Margaret was quite pale. She sat looking straight before her with a strange expression. She was tasting in the very depths of her soul a bitterness which was more biting than any bitter herb which ever grew on earth. It was a bitterness, which, thank God, is unknown to many; the bitterness of the envy of an incapable, but self-seeking nature, of one with the burning ambition of genius but destitute of the divine fire. To such come unholy torture, which is unspeakable at the knowledge of another’s success. Margaret Edes was inwardly writhing. To think that Annie Eustace, little Annie Eustace, who had worshipped at her own shrine, whom she had regarded with a lazy, scarcely concealed contempt, for her incredible lack of wordly knowledge, her provincialism, her ill-fitting attire, should have achieved a triumph which she herself could never achieve. A cold hatred of the girl swept over the woman. She forced her lips into a smile, but her eyes were cruel.
“How very interesting, my dear,” she said.
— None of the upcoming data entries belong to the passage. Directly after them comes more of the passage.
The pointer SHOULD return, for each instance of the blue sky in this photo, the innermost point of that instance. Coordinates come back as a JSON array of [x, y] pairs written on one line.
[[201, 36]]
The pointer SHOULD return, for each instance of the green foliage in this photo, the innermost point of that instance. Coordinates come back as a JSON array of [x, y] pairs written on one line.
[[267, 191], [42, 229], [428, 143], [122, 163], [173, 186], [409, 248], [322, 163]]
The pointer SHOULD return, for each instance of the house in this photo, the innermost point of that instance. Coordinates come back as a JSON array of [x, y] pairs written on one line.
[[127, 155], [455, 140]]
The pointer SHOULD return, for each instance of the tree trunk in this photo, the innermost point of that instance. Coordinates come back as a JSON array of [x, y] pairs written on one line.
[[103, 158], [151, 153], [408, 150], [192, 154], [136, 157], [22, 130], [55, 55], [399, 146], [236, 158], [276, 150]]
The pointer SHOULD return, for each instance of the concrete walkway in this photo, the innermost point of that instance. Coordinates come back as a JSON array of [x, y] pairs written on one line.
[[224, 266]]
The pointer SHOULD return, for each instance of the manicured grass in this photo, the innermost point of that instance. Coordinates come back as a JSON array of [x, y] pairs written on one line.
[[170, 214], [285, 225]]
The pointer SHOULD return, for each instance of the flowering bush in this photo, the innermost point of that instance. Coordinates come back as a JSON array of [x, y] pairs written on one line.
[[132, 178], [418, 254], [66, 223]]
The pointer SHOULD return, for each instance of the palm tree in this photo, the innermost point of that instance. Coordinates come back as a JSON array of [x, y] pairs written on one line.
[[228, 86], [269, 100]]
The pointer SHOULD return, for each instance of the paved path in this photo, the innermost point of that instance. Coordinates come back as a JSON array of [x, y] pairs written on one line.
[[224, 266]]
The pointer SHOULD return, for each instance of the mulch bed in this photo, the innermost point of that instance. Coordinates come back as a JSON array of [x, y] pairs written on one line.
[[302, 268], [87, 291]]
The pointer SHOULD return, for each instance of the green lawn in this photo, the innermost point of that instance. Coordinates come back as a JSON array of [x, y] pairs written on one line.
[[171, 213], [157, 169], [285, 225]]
Poor Annie started. She was acute, for all her innocent trust in another’s goodness, and the tone of her friend’s voice, the look in her eyes chilled her. And yet she did not know what they signified. She went on begging for sympathy and rejoicing with her joy as a child might beg for a sweet. “Isn’t it perfectly lovely, Margaret dear?” she said.
“It is most interesting, my dear child,” replied Margaret.
Annie went on eagerly with the details of her triumph, the book sales which increased every week, the revises, the letters from her publishers, and Margaret listened smiling in spite of her torture, but she never said more than “How interesting.”
At last Annie went home and could not help feeling disappointed, although she could not fathom the significance of Margaret’s reception of her astonishing news. Annie only worried because she feared lest her happiness had not cheered her friend as much as she had anticipated.